The fourth Thursday of November has come to represent much of American culture. Thanksgiving is a tradition that includes a family, lots of delicious food and of course football. All three are great, the last two, even better when they are in moderation.
This week I received an email from someone who asked, "Why do you think many people are willing to set up the money to go to a sporting event, the roots for a particular group or player (who has no direct benefit to them), but When it comes to setting up the money to improve their lives by investing in self-reliance, do they avoid it? "

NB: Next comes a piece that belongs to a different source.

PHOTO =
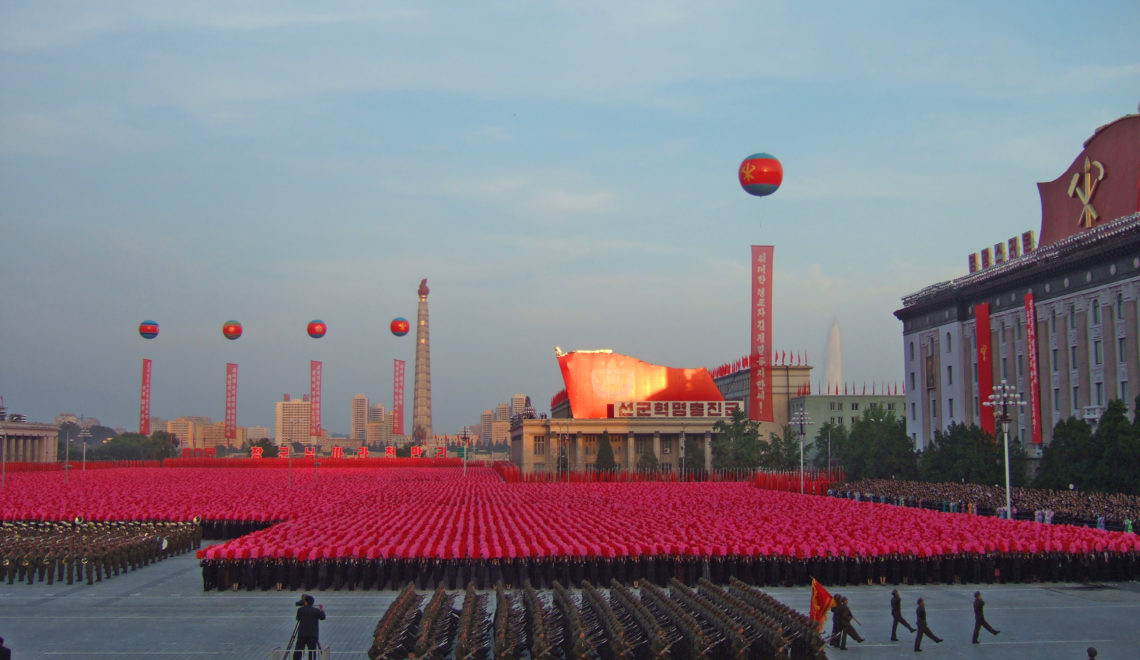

What good question to consider on Thanksgiving Day. I know a lot of people who will spend a lot of $ 100 on football tickets but they will be squeamish in the thought of spending $ 50 for an audio book that could change their lives. And the word "football game" could easily be replaced by "opera", "night on town", "movie" or other fun activity. I only use football because it's so fun with the holiday we are celebrating today.
The answer to the question is very easy. We have grown up in a consumer company that encourages us to buy, buy, buy. In order for this to happen we need to buy a meeting. The need she meets is an instant gratification, and we have become a community that focuses on meeting those in need.
Unfortunately, instant gratification is not always the best solution for us in the long run. Do not misunderstand me. I love taking weekend trips, splurging to go out to eat more than I should, and yes, I'd rather participate in a unique sporting event. Having fun is an important factor in living every minute. Unfortunately, that's an easy part.
Instant Gratitude for Prolonged Success:
The hard part of living every time is to plan the future and live in the plan, even when it means turning things down in modern times.
For example, it's very easy to say: "My goal is to save $ 5,000 this year, and in order to achieve that, I'm going to spend $ 200 of each payment method."
The hard part comes when your team makes it a Super Bowl, and you only need a $ 50 "Championship Sweatshirt" to celebrate your work. You convince yourself to put only $ 150 a month, instead of a full $ 200, will not hurt your savings so bad. And then you get even better news. Your friends are caravanning for the Championship Parade. For about $ 200 you can also notice and have a good time. So you convince yourself to borrow $ 50 from last month's savings and do not put anything back this month. Before you know, you have reached the end of the year and you have not reached your $ 5,000 goal.
Immediate satisfaction has caused many to live in today's life without future plans. While it's great to make memories, remember that as memory is available, another memory may be lost.
Build Your Future:
Returning to the original questions, are more likely to spend money on sports events instead of volunteers, because sports events are more common in the community. Everybody knows what you mean when you say: "I'm going to see Dallas Cowboys play." They may not know what you mean when you say: "I bought my ticket for Craig Duswalt's Rockstar System for Success seminar."
Although both events will create memories, one event will have a much longer lasting effect. Sure, watching Cowboys in their new stadium is a unique adventure, and you might be lucky to sit next to someone who can help you with a company. But attending a self-help session will introduce you to a room of people who are interested in improving their lives and business. More importantly, everyone willing to share their knowledge and help you grow too.
Everyone in the Living Every Minute group has at least two self-help institutions a year, as well as reading at least two books a month to increase our knowledge.
Tomorrow starts another great American tradition with public football for Christmas sales. This Christmas, consider giving those you love gifts that help them improve their lives.